Warum pH und Wasserhärte entscheidend für die Wirksamkeit der Spritzungen sind
In der täglichen landwirtschaftlichen Praxis wird oft vergessen, dass Wasser nicht nur die Trägerflüssigkeit ergänzt, sondern deren Hauptbestandteil ist. In den meisten Standard-Spritzungen – insbesondere bei einfachen Mischungen – kann Wasser 95–99 % des gesamten Arbeitsvolumens ausmachen. Mit anderen Worten: Es transportiert die Wirkstoffe zum Ziel und entscheidet darüber, ob sie dort in aktiver, wirksamer Form ankommen.
Es ist wichtig zu wissen, dass nicht nur die Wahl des Pflanzenschutzmittels, sondern auch die Wasserqualität – insbesondere pH und Härte – die Wirksamkeit der Spritzungen beeinflusst. Ungeeignete Wasserparameter können:
❗ Wirkstoffe deaktivieren
Wasser mit hohem pH-Wert (über 7) beschleunigt den Abbau vieler chemischer Mittel – insbesondere Herbizide der Phenoxysäure-Gruppe und Kontakt-Fungizide wie Mankozeb und Captan. Ein zu niedriger pH-Wert kann die Löslichkeit bestimmter Präparate verschlechtern.
Das optimale pH für die meisten Pestizide liegt zwischen 5,5 und 6,5. Es gibt jedoch Ausnahmen – z. B. wirken Sulfonylharnstoffe besser bei pH 7,5–9.
❗ Ablagerungen und Bindung von Wirkstoffen verursachen
Die Wasserhärte, also der Gehalt an Calcium-, Magnesium-, Natrium- und Eisenionen, kann zur Bildung unlöslicher Salze führen, die die Wirksamkeit der Mittel reduzieren. Zusätzlich können sich die Ablagerungen auf den Blättern ansammeln und das Eindringen der Wirkstoffe hemmen.

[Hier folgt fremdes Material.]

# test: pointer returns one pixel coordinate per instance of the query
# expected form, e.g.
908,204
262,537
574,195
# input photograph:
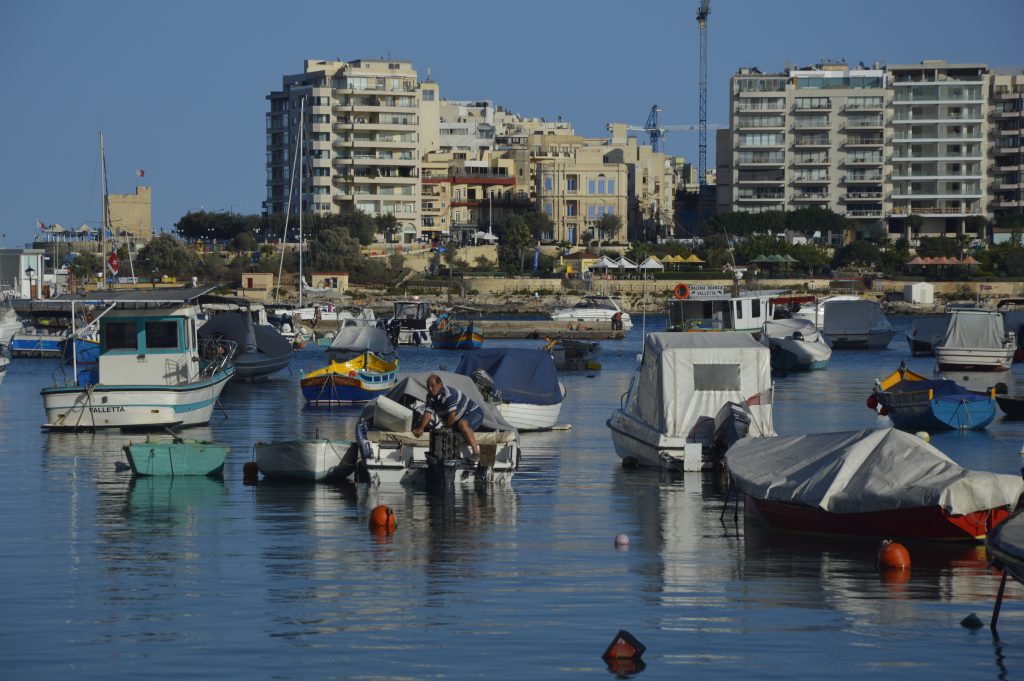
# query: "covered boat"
916,402
353,382
353,339
795,345
976,340
884,483
390,454
667,417
260,350
857,325
521,382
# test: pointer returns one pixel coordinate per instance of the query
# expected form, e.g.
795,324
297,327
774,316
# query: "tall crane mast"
702,12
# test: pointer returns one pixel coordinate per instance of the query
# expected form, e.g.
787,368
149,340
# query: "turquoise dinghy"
176,457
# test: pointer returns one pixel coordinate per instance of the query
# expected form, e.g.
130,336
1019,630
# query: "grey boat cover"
975,329
864,471
413,388
355,339
854,316
686,376
250,338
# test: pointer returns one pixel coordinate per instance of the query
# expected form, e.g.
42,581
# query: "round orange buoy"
893,556
382,517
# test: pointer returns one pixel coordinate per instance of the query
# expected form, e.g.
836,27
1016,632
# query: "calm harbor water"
104,577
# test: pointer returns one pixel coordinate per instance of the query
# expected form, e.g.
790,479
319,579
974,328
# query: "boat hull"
309,460
186,458
923,522
99,406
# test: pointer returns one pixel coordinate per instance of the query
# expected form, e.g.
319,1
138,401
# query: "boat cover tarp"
974,329
413,388
864,471
854,316
357,338
522,375
686,376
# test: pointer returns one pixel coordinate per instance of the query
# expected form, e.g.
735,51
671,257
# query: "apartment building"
361,120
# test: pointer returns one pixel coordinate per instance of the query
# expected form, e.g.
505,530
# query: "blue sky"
178,88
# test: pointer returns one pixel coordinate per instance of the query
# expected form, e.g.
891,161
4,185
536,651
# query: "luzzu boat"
153,372
352,382
916,402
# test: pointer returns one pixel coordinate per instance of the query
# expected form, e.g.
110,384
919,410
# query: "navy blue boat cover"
522,375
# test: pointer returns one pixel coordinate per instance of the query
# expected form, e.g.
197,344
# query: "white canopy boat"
153,372
976,340
684,383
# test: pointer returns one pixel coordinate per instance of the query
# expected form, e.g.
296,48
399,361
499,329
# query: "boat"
795,344
573,354
456,330
353,382
594,308
153,371
925,333
915,402
976,340
684,383
317,460
411,323
883,483
260,349
353,339
390,454
713,307
521,382
176,457
856,325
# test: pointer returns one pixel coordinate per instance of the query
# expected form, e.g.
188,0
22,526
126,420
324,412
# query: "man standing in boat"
455,409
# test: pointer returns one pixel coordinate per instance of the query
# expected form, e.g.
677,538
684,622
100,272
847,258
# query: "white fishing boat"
521,382
153,372
688,392
310,460
857,325
390,454
795,345
977,340
596,308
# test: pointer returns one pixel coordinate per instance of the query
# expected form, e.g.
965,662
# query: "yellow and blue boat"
352,382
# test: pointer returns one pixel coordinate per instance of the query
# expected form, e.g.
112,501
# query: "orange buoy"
893,555
382,518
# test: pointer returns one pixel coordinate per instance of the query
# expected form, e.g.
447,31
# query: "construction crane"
702,12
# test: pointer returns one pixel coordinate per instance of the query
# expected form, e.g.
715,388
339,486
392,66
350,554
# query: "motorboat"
309,460
976,340
573,354
684,384
455,329
883,483
925,333
856,325
411,323
390,454
915,402
795,344
521,382
354,338
714,307
153,371
353,382
595,308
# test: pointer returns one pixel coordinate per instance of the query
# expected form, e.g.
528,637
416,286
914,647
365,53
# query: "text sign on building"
707,290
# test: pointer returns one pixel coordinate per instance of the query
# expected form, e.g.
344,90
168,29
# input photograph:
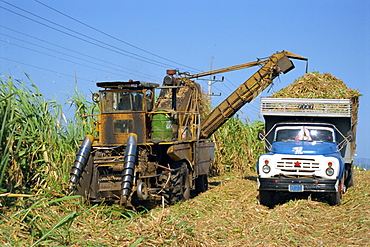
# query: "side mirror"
350,136
261,135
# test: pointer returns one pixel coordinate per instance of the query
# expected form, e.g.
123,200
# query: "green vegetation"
38,146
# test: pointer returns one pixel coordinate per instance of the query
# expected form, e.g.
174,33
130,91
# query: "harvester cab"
124,107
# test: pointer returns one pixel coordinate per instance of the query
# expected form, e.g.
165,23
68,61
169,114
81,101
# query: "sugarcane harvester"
159,150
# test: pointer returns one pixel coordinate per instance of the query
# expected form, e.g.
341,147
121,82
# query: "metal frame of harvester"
159,150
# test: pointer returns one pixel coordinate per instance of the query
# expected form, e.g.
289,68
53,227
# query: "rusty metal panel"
116,127
180,151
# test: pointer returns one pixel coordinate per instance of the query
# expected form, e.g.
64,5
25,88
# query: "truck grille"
298,166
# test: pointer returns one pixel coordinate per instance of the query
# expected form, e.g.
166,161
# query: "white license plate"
295,187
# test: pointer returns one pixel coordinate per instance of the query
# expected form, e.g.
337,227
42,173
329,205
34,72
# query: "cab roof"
127,84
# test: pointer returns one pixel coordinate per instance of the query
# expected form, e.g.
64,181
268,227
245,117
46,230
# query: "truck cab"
124,110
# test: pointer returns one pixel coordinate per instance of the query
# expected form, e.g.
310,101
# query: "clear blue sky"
152,36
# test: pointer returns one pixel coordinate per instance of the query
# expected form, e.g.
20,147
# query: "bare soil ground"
228,214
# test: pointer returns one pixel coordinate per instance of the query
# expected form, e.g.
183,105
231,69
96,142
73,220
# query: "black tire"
266,198
83,185
180,185
334,198
201,184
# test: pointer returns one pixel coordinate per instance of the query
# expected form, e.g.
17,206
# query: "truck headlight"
329,171
266,169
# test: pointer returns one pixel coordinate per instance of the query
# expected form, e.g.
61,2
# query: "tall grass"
237,147
37,143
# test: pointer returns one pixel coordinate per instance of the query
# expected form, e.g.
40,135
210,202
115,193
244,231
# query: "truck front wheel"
334,198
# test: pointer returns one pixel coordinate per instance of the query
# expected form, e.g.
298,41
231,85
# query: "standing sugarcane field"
39,207
184,123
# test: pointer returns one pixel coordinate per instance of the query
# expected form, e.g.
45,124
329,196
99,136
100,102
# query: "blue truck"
310,147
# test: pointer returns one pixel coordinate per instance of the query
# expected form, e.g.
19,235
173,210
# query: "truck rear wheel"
266,198
335,198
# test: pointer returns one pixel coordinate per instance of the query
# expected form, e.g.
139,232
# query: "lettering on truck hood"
304,147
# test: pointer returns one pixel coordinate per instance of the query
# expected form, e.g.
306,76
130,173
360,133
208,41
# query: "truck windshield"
122,101
304,133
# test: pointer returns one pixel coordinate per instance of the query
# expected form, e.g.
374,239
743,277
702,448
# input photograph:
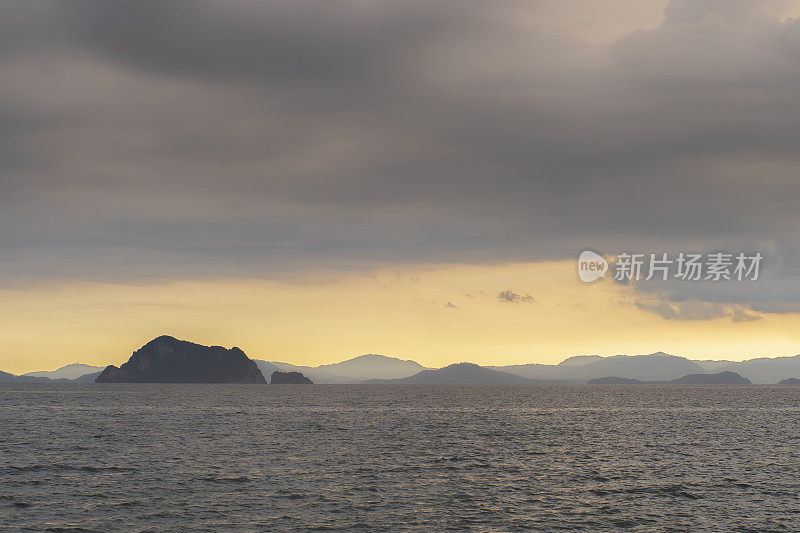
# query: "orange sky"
319,318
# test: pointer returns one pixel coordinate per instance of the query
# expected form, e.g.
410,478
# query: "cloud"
341,133
696,310
514,298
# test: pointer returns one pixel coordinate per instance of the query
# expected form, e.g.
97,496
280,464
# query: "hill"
166,359
458,374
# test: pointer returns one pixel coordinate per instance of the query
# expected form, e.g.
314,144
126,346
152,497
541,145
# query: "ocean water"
392,458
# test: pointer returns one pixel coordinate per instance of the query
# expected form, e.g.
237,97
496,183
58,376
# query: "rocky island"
289,378
166,359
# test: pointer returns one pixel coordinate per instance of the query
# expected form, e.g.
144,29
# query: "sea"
117,457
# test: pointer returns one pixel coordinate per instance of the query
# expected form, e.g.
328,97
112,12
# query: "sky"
315,180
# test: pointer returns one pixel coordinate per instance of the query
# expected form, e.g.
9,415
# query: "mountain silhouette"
458,374
355,370
720,378
73,371
166,359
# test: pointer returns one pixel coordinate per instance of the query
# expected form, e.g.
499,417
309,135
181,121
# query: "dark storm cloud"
166,139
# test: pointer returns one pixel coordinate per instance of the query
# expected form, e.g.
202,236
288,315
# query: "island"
289,378
721,378
166,359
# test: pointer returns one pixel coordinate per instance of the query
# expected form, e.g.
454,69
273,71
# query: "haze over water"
239,457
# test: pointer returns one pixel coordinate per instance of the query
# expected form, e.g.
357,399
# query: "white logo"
591,266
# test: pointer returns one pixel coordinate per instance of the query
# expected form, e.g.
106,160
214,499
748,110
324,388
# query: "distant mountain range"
356,370
70,372
721,378
458,374
373,368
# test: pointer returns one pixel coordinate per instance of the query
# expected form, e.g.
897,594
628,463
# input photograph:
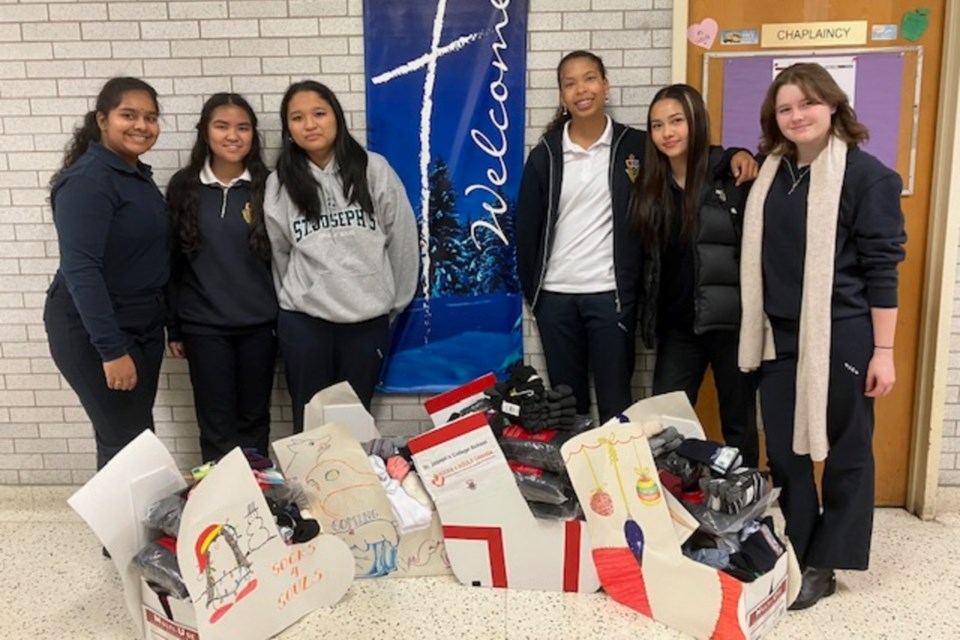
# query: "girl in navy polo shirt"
222,296
104,313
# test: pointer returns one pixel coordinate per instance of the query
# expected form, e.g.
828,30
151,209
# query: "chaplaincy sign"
445,87
810,34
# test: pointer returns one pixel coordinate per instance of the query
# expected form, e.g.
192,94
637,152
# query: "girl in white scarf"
823,233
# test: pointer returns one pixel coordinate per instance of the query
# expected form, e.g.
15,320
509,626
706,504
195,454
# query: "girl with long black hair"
688,211
823,236
344,243
105,308
222,296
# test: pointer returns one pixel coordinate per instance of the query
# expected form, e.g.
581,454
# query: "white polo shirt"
581,260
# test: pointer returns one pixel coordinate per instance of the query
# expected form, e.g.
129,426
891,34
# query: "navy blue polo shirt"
114,235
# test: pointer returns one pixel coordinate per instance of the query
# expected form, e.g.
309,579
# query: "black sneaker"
817,583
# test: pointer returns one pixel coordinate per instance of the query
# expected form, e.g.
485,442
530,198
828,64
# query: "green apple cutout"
915,24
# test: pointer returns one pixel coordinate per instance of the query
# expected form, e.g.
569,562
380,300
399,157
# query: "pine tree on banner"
450,256
495,265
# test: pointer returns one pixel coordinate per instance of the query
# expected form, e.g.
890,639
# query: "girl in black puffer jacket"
687,210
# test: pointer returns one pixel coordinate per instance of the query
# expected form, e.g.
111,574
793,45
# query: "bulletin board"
884,84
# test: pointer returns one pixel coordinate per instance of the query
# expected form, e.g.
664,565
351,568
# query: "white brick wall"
950,451
55,56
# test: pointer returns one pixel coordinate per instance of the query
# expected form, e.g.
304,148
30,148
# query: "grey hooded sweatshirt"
347,266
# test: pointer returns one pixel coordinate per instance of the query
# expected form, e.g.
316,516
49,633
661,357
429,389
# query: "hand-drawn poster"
368,513
445,104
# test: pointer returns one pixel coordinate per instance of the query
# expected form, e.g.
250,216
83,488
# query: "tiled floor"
57,585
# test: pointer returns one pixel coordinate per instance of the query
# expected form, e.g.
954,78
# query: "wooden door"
894,413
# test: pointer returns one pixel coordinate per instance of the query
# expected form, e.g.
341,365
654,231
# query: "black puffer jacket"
716,256
537,212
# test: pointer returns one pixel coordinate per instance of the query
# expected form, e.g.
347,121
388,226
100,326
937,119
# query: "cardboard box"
636,541
339,403
349,501
244,582
167,619
492,538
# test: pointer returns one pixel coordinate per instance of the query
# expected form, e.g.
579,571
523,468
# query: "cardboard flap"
243,580
113,504
441,407
349,501
615,478
340,403
668,409
637,536
491,536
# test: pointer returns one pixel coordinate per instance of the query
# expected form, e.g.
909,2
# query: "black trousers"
232,377
838,535
581,330
682,359
117,416
317,354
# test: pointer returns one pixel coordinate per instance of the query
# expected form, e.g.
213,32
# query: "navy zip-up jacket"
113,231
537,211
223,287
870,239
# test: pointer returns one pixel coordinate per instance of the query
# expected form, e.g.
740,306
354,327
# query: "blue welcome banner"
445,104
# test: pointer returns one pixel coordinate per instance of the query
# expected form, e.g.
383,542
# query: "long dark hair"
651,207
183,192
293,171
818,85
561,117
109,98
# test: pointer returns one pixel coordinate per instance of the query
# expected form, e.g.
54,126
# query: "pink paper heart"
704,33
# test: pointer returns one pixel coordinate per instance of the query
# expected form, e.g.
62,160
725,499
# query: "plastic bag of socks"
719,458
164,515
736,491
722,524
569,510
157,563
759,548
483,404
664,442
688,471
540,450
537,485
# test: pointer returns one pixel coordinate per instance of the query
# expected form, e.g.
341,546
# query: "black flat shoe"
817,583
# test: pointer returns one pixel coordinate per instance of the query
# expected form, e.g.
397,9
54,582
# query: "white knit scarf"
813,348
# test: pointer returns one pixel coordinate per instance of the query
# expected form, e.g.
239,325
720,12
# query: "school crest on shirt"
633,167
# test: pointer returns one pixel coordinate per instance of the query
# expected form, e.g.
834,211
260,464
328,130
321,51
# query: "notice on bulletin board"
842,68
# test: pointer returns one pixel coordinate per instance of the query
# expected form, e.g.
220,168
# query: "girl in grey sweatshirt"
344,244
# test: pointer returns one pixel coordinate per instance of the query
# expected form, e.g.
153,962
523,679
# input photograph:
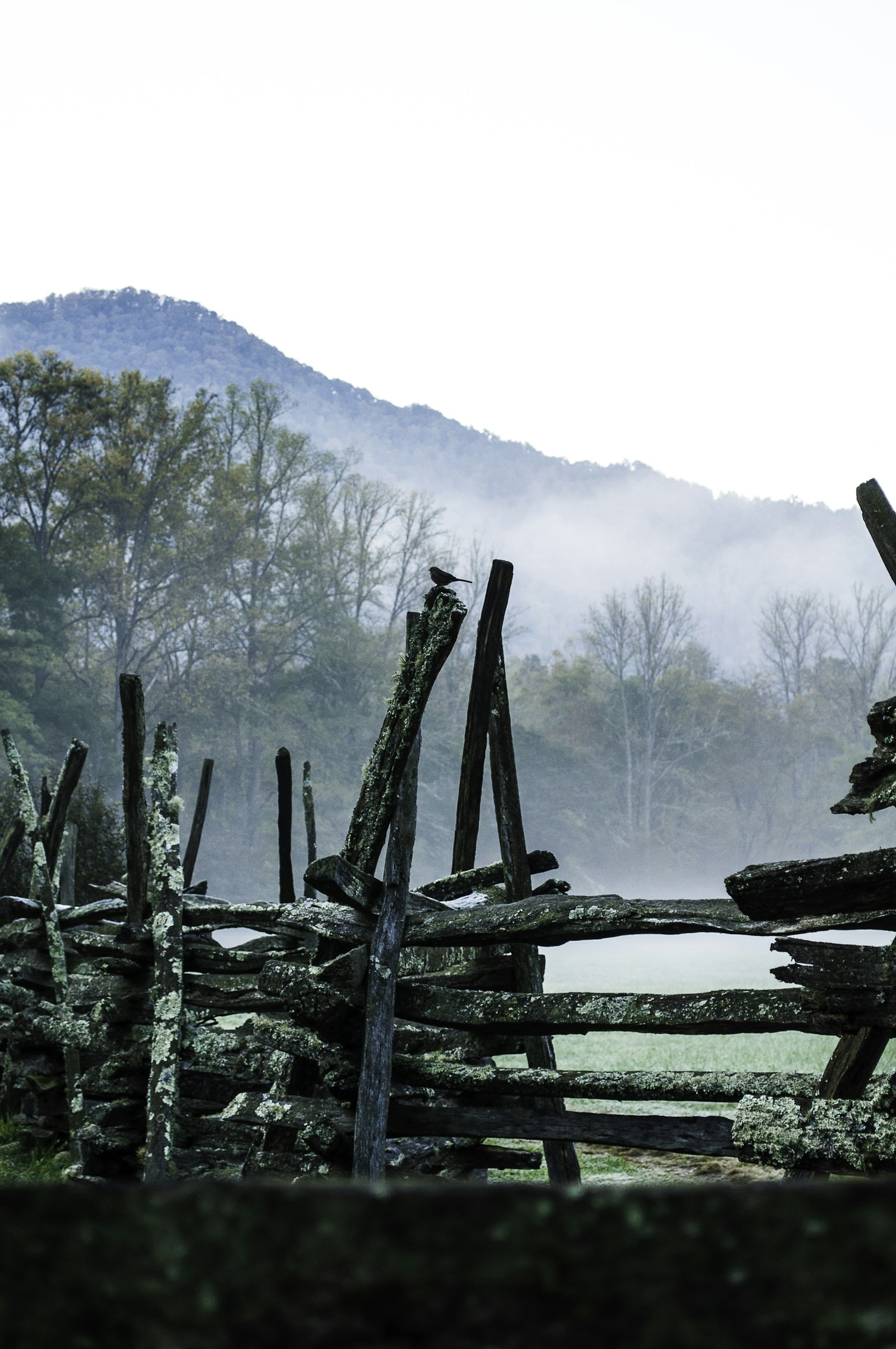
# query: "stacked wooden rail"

✅ Daher lohnt es sich, pH und Wasserhärte vor jeder Spritzung zu messen!
Regelmäßige Kontrolle der Wasserparameter ist kein Luxus, sondern eine Notwendigkeit in der modernen Präzisionslandwirtschaft. Gerade in dieser Phase kommt es am häufigsten zu Wirksamkeitsverlusten bei Spritzungen, die leicht vermieden werden können.
Vorteile der Überwachung von pH und Wasserhärte:
🔹 Steigerung der Wirksamkeit der Maßnahmen
🔹 Einsparung von Pflanzenschutzmitteln und Düngemitteln
🔹 Verringerung des Umweltkontaminationsrisikos
🔹 Reduzierung der Resistenzbildung bei Schädlingen
🔹 Bessere Nutzung des Ertragspotenzials
Im Kampf gegen Schotenfrass-Schädlinge bei Raps zählen Präzision und Wirksamkeit. Neben der richtigen Wahl des Mittels und des Behandlungszeitpunkts hat die Wasserqualität (pH und Härte) einen direkten Einfluss auf den Spritzerfolg.
Lass nicht zu, dass aufgrund ungeeigneter Wasserparameter deine Pflanzenschutzmittel nur halb so wirksam sind.
Achte auf jedes Detail – beginne beim pH!